2.2.2.3.: Die Abbasiden — das Kalifat von Bagdad:
In Kafia wurde dagegen Abul-Abbas (ein Nachkomme des Abbas, nicht von Ali) zum neuen Kalifen ausgerufen — und eine neue Dynastie — die der Abbasiden — hatte die Macht ergriffen und machte den Irak anstelle von Syrien zum politischen Zentrum der arabischen Welt, dem sich lediglich der ferne Westen — das omaijadische Kalifat Andalus und Marokko — widersetzten.
Bagdad — an einem strategisch idealen Platz gelegen, an der “Wespentaille zwischen Euphrat und Tigris, die sich im Süden in unpassierbaren Sümpfen verloren, und über ein dichtes Kanalsystem mit einem reichen Ackerbaugebiet umgeben — wurde zur neuen Hauptstadt.
Von hier führten Handelsstraßen nach Westen und Osten, und auf diesen Handelsstraßen konnten auch Streitkräfte schnell verlegt werden, wobei Bagdad geographisch die Mitte des Reiches bildete, dessen Grenzen im Osten wie im Westen nahezu gleichweit entfernt waren.
In der neuen Hauptstadt Bagdad entwickelte sich ein Regierungsstil, der in vielen Dingen als Vorläufer des viel später auftretenden Absolutismus zu Beginn unserer Neuzeit gewertet werden kann.
Die Kalifen ließen sich riesige, prunkvolle Paläste errichten, unterwarfen Besucher und Gäste einem einschüchternden und aufwändigem Hofzeremoniell, und herrschten durch eine Beamtenhierarchie, die wieder von einem ausgeklügeltes System von Spionen überwacht und kontrolliert wurden. Unter den Abbasiden wurde die Macht der islamischen Adelsfamilien — deren Widerstand das Umaiyaden-Kalifat hinweggefegt hatte — gebrochen und durch ein stabileres System einer aus dem Sasaniden-Reich übernommenen Elite von hohen Beamten ersetzt, die dem Herrscher persönlich (und nicht irgendwelchen widerstreitenden Stammes- und Familientraditionen) verpflichtet waren.
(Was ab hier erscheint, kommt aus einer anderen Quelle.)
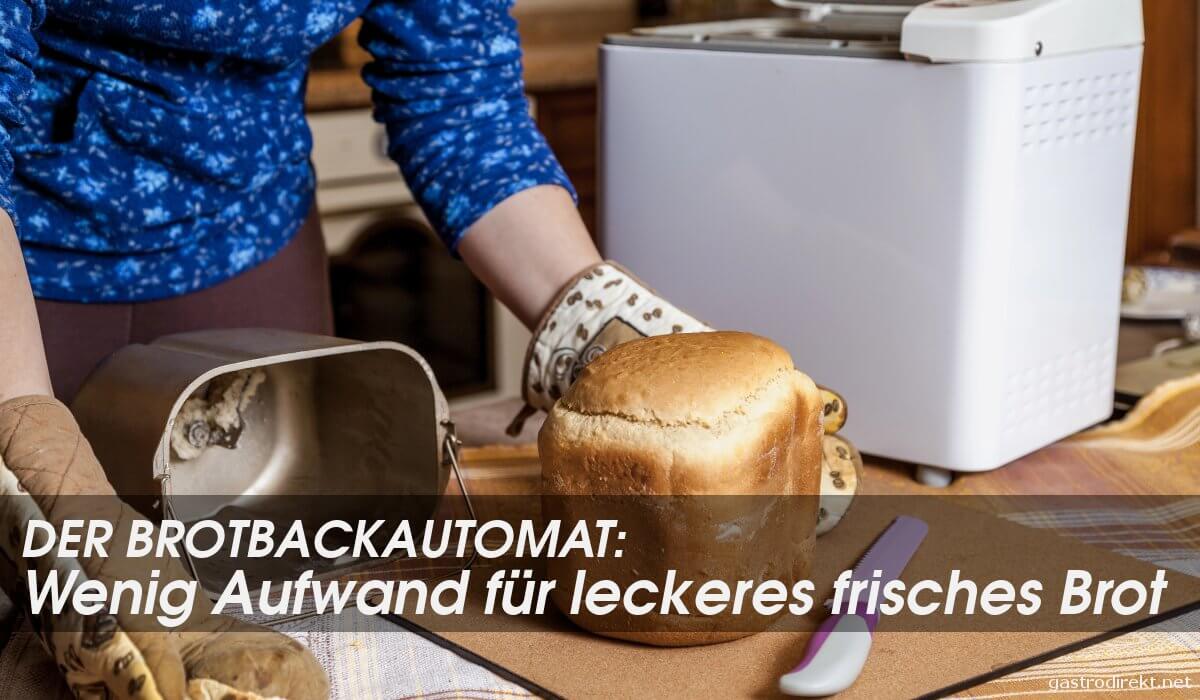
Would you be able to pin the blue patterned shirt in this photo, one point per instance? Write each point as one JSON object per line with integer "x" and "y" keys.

Die Kalifen waren nicht mehr die Führer, die mit im Feldlager der Armee zur Eroberung zogen; die Armee war eine Truppe von Berufssoldaten, deren Besoldung durch ein ausgeklügeltes Steuersystem (beruhend auf einer Besteuerung der landwirtschaftlichen Erträge und einer Kopfsteuer für Nichtmuslime, die nach dem Vermögen der besteuerten geschätzt wurde) gesichert war. Daneben wurde der Warenhandel und das städtische Handwerk mit verschiedenen Abgaben belegt.
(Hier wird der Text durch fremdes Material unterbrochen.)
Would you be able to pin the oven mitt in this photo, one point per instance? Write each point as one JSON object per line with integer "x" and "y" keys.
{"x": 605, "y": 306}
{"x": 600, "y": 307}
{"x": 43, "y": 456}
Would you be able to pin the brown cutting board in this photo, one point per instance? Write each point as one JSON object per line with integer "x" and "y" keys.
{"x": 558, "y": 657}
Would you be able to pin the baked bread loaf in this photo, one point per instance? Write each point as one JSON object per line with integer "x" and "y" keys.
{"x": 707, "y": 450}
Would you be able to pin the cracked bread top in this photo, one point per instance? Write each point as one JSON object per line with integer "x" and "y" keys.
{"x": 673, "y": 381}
Die Soldaten wurden immer wieder verschiedenen Garnisonen zugeteilt — um die Bildung von Widerstandszirkeln und die Verbindung von beherrschtem Bürgertum und herrschender Truppe zu verhindern. Dies schwächte allerdings die Kampfkraft der Truppe, bis zu Beginn des neunten Jahrhunderts durch den Kauf von Sklaven und die Rekrutierung von türkischen Nomaden eine neue Soldatenklasse entstand. Diese “Fremdenlegionäre” hatten keine Verbindungen zu der (mit ihrer Hilfe zu beherrschenden) städtischen Gesellschaft, sie standen — wie die Beamtenhierarchie — in einem persönlichen Abhängigkeitsverhältnis zum Kalifen.
Diese “Entfremdung” von der eigenen, arabischen Bevölkerung führte zur engeren Verbindung mit den türkischen Offizieren, vor allem als im Sumpfland des Südens Aufstände schwarzer Sklaven ausbrachen, die das Kernland des Irak bedrohten.
Die türkischen Militärführer erhielten so immer mehr Einfluss auf die Regierung des Kalifen, während sich zugleich die Statthalter in den entfernten Provinzen immer mehr der Abhängigkeit entzogen und immer unabhängiger zu herrschen begannen.
Je weiter sich der Kalif vom Volk entfernte, und je mächtiger er wurde, desto wichtiger war es für die Kalifen, sich mit quasi religiöser Begründung zu legitimieren.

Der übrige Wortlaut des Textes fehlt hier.